Cast: Jennifer Lawrence, Bradley Cooper, Toby Jones, Rhys Ifans, Sam Reid
After "Silver Linings Playbook," a lot of eyes are going to be on this reteaming of Jennifer Lawrence and Bradley Cooper. And with a Great American Novel-sized scope and setting, it has all the trappings of an epic. But beyond small-time jury duty a few years back, director Susanne Bier has never really cropped up at Cannes, with Venice and TIFF being her more regular haunts, and we suspect that "Serena" will turn up at one of those rather than at Cannes. But with the star-wattage present, it could be a dark horse for the Croisette.
"The Zero Theorem" (dir. Terry Gilliam)
Cast: Christoph Waltz, Tilda Swinton, Ben Whishaw, David Thewlis, Matt Damon
In the latter stages of his career at least, Terry Gilliam has been a familiar presence at the festival without ever quite becoming part of the wallpaper – "Imaginarium Of Doctor Parnassus" screened there, and twenty minutes of "The Brothers Grimm," but "Fear & Loathing In Las Vegas" remains his only film to compete for the Palme d'Or. As such, it's hard to tell how viable his latest movie, "The Zero Theorem," is as a possibility for Cannes. The film didn't start shooting until October, putting it right on the knife-edge in terms of whether it can be turned around in time, and knowing Gilliam's luck, someone may have accidentally deleted most of the footage or something by now. That said, taking place in mostly a contained location, we'd reckon the post-production might not be on a sprawling schedule. If the film does feature (and our money would be on TIFF), it's more likely to be out of competition, but you never know.

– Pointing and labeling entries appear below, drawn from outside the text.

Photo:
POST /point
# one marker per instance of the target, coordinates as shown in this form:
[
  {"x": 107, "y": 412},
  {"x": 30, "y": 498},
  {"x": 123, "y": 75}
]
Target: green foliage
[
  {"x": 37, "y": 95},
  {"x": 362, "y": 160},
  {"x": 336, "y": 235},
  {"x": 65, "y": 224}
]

"The Counselor" (dir. Ridley Scott)
Cast: Michael Fassbender, Cameron Diaz, Javier Bardem, Penelope Cruz, Brad Pitt
While he's appeared at the festival here and there over the years ("Robin Hood" was the opener in 2010), Ridley Scott hasn't competed for the Palme d'Or since his debut "The Duellists" in 1977. In some ways, "The Counselor" sounds like it could be his best bet. He's got an all-star cast, including festival favorite Brad Pitt, and tough, grown-up source material from Cormac McCarthy ("No Country For Old Men"). But the film's been produced by 20th Century Fox, who aren't due to release the film until November, and we're sure a big studio would rather not have the glitzy premiere of one of their big fall offerings six months before people can actually buy tickets for it. It's not impossible (the film shot last summer, so it's probably getting close to being ready), but we suspect Venice, Telluride or TIFF make more sense. And let's not forget, the studio's "Life of Pi" skipped all of those to premiere at the New York Film Festival last year.
"The Young & Prodigious Spivet" (dir. Jean-Pierre Jeunet)
Cast: Kyle Catlett, Helena Bonham-Carter, Callum Keith Rennie, Judy Davis, Kathy Bates
While he's one of France's best-known filmmakers, Jean-Pierre Jeunet is much less of a Cannes mainstay than you'd imagine. Of his films, only "The City Of Lost Children" was a Cannes premiere. So, while his new film, his first English-language film since "Alien: Resurrection," and his first 3D picture, would be a big get, it's probably not in the cards, especially as the film isn't expected to be delivered until the end of the summer, making TIFF or NYFF more likely possibilities.